Ne güzel yaratıldın, melek geldin dünyaya,
Sevgiyle donatıldın, yaşam denen rüyaya.

Akıl ve sağlık gibi binbir nimet verildi,
Bin türlü olanaklar hep önüne serildi.

Tahsil, eğitim derken, geldin belirli yaşa,
Fikir bombardımanı hücüm edince başa,

Nefsini ışıltılı bir hayata yönelttin,
Maneviyattan uzak, hem ruhunu körelttin.

Ömrü doğumla ölüm arası süreç sandın,
Dünyanın aldatıcı, cazip rengine kandın.

Kadere inanmadın, hep ben hâkimim diye,
Ölümleri görünce hemen kaçtın öteye.

Din hakkında olumsuz yağdın, gürledin, estin.
"Herşeyi ben bilirim !" diyerek ahkâm kestin.

Bir karizma kazanmak, aykırı olmak için,
Modernlik veriyordu bu tavırlar, bu biçim.

Gerçeklerle yüzyüze gelmek istemiyorsun,
Dinsel cahilliğini bilmek istemiyorsun.

Öğreneceğin yerde, hep bunu öteledin,
Gayrımüslimle olup, dinini kötüledin.

Nice âlimler vardır, yıldızları inceler,
Önlerinde çukurun hiç farkında değiller.

Gözlerinin önüne perde seti çekilmiş,
Göz görmez, kulak sağır, gaflet tozu ekilmiş.

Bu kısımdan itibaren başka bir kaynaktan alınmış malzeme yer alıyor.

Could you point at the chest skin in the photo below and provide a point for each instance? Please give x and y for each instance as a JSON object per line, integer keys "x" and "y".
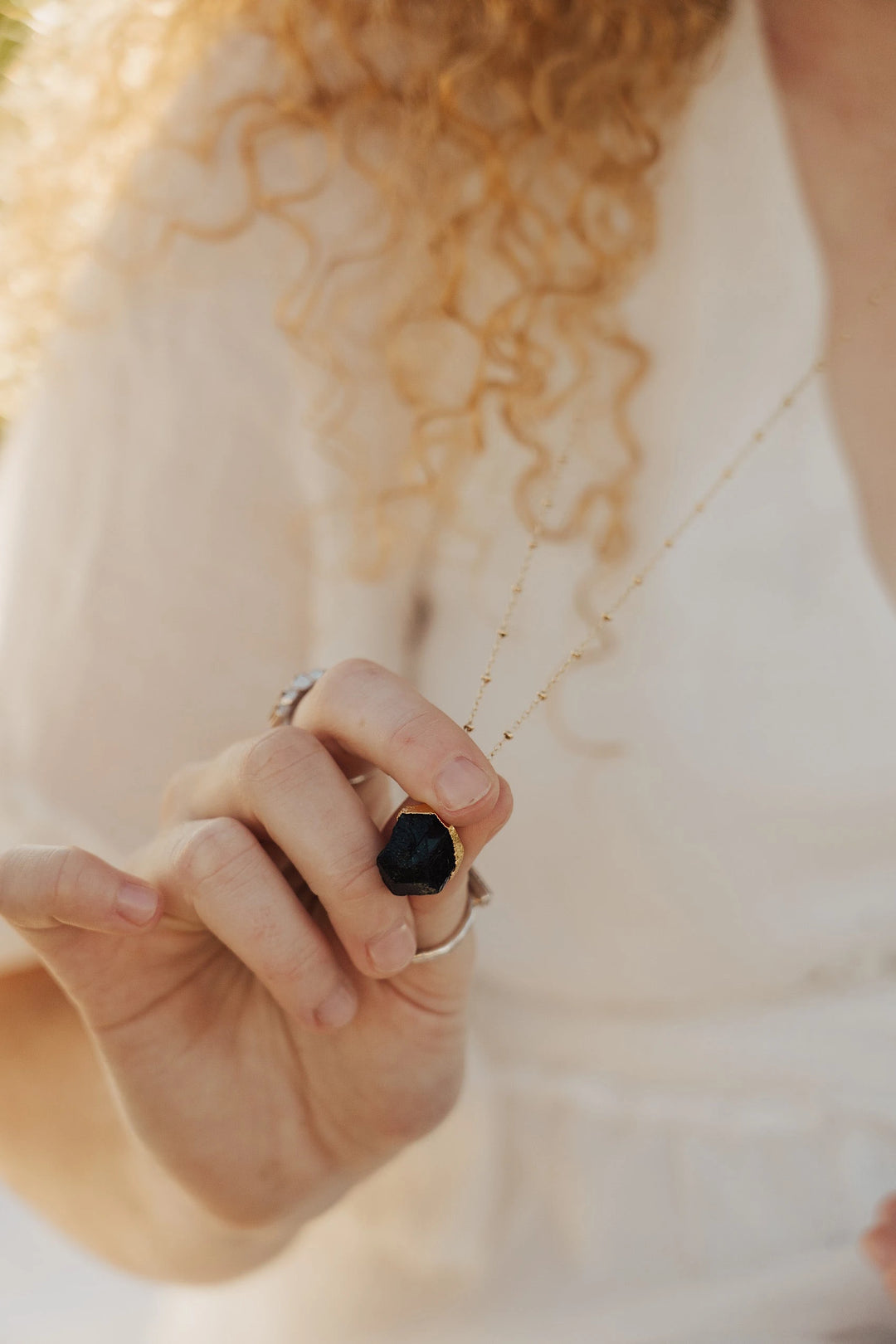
{"x": 835, "y": 66}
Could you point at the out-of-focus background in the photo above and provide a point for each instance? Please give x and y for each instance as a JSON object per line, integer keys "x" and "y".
{"x": 50, "y": 1292}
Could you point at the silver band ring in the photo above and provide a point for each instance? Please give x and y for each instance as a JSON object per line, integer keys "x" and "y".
{"x": 282, "y": 713}
{"x": 477, "y": 894}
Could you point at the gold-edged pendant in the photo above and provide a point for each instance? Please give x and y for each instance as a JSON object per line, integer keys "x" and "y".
{"x": 421, "y": 855}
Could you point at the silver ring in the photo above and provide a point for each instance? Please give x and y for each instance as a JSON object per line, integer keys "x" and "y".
{"x": 285, "y": 709}
{"x": 477, "y": 894}
{"x": 296, "y": 691}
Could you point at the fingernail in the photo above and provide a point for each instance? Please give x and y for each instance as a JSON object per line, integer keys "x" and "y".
{"x": 338, "y": 1008}
{"x": 460, "y": 784}
{"x": 392, "y": 951}
{"x": 134, "y": 903}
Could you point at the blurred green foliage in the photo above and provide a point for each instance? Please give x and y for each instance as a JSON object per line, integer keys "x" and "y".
{"x": 14, "y": 30}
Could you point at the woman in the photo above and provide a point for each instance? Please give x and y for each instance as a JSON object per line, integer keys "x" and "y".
{"x": 672, "y": 1113}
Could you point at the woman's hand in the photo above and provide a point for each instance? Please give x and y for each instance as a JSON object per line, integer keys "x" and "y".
{"x": 265, "y": 1055}
{"x": 879, "y": 1244}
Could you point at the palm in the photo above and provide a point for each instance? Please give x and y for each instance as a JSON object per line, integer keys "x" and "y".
{"x": 221, "y": 1083}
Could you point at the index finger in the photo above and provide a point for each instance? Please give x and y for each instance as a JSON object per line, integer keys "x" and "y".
{"x": 366, "y": 711}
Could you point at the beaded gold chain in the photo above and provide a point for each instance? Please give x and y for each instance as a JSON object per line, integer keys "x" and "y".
{"x": 737, "y": 461}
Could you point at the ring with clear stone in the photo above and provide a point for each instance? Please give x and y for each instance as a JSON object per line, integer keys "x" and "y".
{"x": 282, "y": 713}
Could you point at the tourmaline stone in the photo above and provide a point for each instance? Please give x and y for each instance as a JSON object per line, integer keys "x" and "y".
{"x": 419, "y": 856}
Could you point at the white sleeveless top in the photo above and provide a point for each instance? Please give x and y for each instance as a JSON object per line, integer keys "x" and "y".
{"x": 680, "y": 1107}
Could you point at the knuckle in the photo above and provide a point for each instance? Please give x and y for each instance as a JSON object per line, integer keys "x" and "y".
{"x": 275, "y": 757}
{"x": 299, "y": 967}
{"x": 358, "y": 880}
{"x": 179, "y": 791}
{"x": 12, "y": 864}
{"x": 210, "y": 850}
{"x": 71, "y": 874}
{"x": 419, "y": 724}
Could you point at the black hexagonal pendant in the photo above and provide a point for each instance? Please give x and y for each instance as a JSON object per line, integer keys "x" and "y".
{"x": 422, "y": 854}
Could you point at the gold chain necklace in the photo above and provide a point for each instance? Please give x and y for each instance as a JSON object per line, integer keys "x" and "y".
{"x": 423, "y": 852}
{"x": 637, "y": 580}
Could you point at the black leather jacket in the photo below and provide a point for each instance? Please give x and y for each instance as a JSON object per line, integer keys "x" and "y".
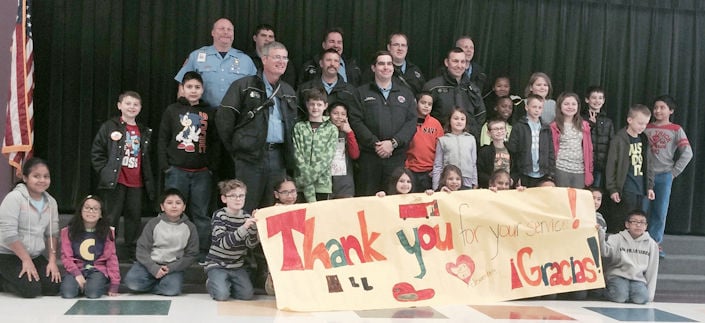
{"x": 107, "y": 153}
{"x": 243, "y": 128}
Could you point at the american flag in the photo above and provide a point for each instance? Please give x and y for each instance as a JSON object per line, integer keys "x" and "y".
{"x": 19, "y": 122}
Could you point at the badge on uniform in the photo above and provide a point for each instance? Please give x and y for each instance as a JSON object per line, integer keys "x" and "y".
{"x": 116, "y": 135}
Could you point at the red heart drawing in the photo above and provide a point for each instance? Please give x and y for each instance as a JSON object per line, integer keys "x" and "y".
{"x": 463, "y": 268}
{"x": 405, "y": 292}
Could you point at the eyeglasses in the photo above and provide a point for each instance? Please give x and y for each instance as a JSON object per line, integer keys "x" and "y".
{"x": 634, "y": 222}
{"x": 289, "y": 192}
{"x": 236, "y": 196}
{"x": 91, "y": 209}
{"x": 279, "y": 58}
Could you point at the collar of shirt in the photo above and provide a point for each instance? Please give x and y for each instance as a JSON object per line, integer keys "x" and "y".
{"x": 402, "y": 67}
{"x": 328, "y": 87}
{"x": 386, "y": 91}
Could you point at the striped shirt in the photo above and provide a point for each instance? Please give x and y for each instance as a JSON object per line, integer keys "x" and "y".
{"x": 230, "y": 240}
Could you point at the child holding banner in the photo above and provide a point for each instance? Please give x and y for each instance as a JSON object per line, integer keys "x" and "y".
{"x": 633, "y": 258}
{"x": 234, "y": 231}
{"x": 451, "y": 179}
{"x": 315, "y": 141}
{"x": 457, "y": 147}
{"x": 531, "y": 146}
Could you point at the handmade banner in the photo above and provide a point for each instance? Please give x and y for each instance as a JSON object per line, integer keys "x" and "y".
{"x": 464, "y": 247}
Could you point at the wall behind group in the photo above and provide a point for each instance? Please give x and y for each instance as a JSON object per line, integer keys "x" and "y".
{"x": 88, "y": 51}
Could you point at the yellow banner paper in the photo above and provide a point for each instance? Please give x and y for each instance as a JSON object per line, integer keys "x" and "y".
{"x": 465, "y": 247}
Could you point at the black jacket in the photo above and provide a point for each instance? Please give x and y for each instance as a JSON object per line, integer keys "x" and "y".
{"x": 107, "y": 153}
{"x": 447, "y": 93}
{"x": 520, "y": 149}
{"x": 412, "y": 77}
{"x": 205, "y": 150}
{"x": 379, "y": 119}
{"x": 602, "y": 132}
{"x": 243, "y": 129}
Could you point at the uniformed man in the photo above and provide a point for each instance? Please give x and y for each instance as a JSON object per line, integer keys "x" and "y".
{"x": 219, "y": 64}
{"x": 454, "y": 89}
{"x": 349, "y": 70}
{"x": 330, "y": 81}
{"x": 263, "y": 35}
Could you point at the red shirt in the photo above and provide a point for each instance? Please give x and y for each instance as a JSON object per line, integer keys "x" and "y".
{"x": 131, "y": 170}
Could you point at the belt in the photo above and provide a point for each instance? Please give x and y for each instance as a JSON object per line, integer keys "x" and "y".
{"x": 274, "y": 145}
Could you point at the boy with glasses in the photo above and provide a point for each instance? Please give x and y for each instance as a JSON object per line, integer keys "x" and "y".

İnançta bağnazlığı inatla sürdürürsün,
Biraz ışık kalmışsa onu da söndürürsün.

Farkında değilmisin, şurda kaç ömrün kaldı ?
İçindeki karanlık, yüzünden nûru aldı.

Yanlış yola saptırıp, kendini zehirleme,
Gök deryayı bırakıp, batağa demirleme.

Allah'ın rahmeti bol, bırak seni de sarsın,
Zavallı küfre gitme ! yoksa feci yanarsın.